Have you been happy? As soon as the words were out she felt a dreadful quaking terror deep inside. Why? Why couldn’t she ask the question as easily as he had? And why was Tom staring at her with such a dark, accusing shadow in his eyes, as if he were angered by her question?
Was she imagining that sense of deep resentment that seemed to cling to him—as if it were a menacing presence that haunted him?

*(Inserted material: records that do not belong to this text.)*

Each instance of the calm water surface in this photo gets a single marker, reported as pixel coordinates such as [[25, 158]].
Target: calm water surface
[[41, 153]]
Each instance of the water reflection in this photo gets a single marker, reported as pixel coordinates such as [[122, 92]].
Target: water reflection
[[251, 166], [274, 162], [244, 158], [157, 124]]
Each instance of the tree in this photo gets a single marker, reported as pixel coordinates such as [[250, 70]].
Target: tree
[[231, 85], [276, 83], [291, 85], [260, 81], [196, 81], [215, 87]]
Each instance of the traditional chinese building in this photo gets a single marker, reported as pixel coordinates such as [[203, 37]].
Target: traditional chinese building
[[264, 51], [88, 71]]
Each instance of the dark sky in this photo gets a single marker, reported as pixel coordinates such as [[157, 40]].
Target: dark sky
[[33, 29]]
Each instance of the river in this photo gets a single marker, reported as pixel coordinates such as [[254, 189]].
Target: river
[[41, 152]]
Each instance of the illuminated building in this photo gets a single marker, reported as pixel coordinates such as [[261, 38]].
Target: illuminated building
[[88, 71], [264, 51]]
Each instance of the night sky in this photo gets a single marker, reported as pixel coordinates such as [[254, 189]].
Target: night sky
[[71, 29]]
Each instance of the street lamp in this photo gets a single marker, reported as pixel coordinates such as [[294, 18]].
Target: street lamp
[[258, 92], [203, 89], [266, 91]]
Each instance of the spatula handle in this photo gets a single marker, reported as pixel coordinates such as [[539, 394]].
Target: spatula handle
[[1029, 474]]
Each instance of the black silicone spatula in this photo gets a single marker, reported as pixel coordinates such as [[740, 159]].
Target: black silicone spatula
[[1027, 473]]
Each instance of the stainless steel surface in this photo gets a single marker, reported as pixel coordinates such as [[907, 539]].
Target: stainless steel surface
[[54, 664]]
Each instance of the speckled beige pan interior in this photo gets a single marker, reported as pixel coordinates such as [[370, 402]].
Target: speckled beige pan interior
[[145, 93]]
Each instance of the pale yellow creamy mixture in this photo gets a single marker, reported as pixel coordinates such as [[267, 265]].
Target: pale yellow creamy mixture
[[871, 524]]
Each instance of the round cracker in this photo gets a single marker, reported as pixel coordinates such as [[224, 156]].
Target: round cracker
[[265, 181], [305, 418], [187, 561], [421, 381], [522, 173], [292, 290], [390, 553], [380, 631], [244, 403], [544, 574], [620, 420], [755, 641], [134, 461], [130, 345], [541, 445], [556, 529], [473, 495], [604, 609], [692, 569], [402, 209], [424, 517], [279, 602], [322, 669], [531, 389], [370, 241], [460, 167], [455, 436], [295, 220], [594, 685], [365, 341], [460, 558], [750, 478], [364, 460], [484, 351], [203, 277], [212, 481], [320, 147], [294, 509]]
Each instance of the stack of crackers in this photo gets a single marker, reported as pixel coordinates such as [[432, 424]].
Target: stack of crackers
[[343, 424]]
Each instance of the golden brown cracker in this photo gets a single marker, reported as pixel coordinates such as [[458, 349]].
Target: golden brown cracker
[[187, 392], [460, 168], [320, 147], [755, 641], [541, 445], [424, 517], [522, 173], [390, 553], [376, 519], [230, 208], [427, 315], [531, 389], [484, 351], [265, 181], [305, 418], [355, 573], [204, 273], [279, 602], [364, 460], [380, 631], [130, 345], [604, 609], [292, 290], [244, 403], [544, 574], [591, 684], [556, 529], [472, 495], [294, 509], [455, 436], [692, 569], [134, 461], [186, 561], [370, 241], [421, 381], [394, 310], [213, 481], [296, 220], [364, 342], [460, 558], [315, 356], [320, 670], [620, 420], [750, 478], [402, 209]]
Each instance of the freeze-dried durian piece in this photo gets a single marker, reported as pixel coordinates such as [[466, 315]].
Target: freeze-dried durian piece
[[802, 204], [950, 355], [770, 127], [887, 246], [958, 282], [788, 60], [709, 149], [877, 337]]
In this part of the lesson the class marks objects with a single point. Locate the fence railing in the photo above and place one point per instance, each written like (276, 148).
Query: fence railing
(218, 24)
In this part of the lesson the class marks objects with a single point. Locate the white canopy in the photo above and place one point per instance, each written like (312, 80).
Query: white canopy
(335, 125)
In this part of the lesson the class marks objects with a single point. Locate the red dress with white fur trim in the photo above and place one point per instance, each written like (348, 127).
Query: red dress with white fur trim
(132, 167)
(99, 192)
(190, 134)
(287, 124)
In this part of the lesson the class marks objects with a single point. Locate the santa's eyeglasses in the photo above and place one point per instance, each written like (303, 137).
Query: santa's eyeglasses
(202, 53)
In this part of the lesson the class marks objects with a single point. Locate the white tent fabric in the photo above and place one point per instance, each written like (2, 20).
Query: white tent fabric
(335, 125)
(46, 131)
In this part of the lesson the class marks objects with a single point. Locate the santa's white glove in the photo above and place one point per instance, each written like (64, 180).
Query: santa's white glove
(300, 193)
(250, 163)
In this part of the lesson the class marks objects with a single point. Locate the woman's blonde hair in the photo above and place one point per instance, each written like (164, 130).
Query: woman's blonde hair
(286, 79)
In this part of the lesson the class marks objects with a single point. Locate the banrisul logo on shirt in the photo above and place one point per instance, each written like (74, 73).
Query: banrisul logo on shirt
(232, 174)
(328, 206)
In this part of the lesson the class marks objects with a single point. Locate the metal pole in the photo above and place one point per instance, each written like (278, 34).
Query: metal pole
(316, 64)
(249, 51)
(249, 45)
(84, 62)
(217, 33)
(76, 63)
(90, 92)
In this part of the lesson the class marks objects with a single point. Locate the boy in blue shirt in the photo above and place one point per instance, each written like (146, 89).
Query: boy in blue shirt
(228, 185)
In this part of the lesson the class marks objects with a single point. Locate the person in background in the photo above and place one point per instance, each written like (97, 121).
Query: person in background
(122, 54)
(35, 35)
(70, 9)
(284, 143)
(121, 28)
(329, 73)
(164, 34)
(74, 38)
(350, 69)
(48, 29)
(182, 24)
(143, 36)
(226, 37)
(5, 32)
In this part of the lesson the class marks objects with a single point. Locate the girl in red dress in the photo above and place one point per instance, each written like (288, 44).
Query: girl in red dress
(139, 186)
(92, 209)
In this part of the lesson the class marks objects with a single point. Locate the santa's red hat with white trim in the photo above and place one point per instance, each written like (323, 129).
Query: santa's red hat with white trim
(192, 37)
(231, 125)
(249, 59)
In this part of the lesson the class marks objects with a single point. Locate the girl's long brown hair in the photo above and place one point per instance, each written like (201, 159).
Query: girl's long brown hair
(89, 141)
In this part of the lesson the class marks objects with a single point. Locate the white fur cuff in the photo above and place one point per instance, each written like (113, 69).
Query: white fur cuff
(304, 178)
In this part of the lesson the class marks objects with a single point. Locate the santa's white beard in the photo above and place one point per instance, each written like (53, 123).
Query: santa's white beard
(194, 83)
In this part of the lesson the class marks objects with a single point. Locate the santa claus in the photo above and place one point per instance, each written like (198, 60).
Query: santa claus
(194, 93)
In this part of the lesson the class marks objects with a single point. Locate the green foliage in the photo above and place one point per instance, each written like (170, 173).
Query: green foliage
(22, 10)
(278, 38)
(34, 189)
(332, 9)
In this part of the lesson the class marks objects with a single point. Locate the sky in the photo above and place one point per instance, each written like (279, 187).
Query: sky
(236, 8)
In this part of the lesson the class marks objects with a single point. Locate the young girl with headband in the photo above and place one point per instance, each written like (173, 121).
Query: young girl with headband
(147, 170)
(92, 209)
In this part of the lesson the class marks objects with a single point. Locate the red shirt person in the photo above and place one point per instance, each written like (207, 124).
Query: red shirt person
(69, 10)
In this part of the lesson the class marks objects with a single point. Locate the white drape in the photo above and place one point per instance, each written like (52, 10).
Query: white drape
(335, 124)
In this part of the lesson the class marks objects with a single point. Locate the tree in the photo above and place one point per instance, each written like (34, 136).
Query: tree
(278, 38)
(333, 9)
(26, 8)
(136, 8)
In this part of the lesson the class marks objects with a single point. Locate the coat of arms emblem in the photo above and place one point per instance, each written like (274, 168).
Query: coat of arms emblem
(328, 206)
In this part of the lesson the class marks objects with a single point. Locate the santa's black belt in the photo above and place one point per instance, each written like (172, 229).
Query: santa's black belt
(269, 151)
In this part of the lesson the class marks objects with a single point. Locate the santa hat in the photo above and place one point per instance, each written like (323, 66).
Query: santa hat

Was it guilt that made her so scared?
She had no cause to feel guilty. Eight years ago, on that night they’d tried to elope, Sonia had gone to Tom to explain why she couldn’t meet him and Mary had waited for his answer. And waited…But there had been no word. And he’d never tried to contact her afterwards.
He hadn’t suffered the agonies of disappointment that had made her so ill. He hadn’t suffered in silent, lovesick misery the way she had. And he hadn’t been left with a terrible, frightening secret. He knew nothing of the burden he had left her with, and he’d gone off to play heroes in the SAS without a backward glance in her direction.
Of course he’d been happy.
‘I haven’t been as happy as I should have been,’ he said.